C’est dans ce domaine qu’il y
aurait lieu de poursuivre les analyses de Zeev Sternhell. Si l’on admet que les
dictatures de Salazar et Franco peuvent être définies comme des
christo-fascismes, l’on aperçoit alors que le programme corporatiste du colonel
de La Rocque était bien proche des modèles qui l’inspiraient. Mais ce serait
admettre qu’il n’était pas républicain et qu’il appartenait bien au courant des
anti-lumières. Sa référence à la république nouvelle, à laquelle il espérait qu’aboutirait
la révolution nationale voulue par Vichy, était dans le prolongement du
programme des croix-de-feu qui visait à annuler et la révolution française et
la periode de la monarchie administrative des Lumières.

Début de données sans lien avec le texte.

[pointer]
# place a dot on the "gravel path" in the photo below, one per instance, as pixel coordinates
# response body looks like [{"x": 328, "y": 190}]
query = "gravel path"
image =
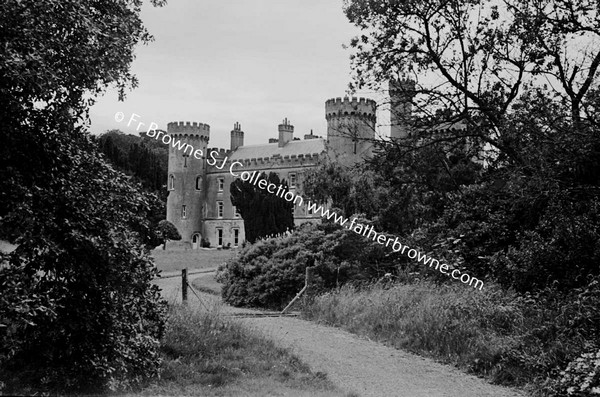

Zeev Sternhell aimait la France, sa patrie de cœur, de même que sa patrie de vie que fut Israël. Il aimait à penser que son apport à l’étude de l’histoire politique de la France contemporaine faisait de lui un historien de la France à défaut d’être un historien français. C’est cela que certains veulent lui dénier. Son œuvre, nous le croyons, sera plus forte que celle de ces critiques malveillantes.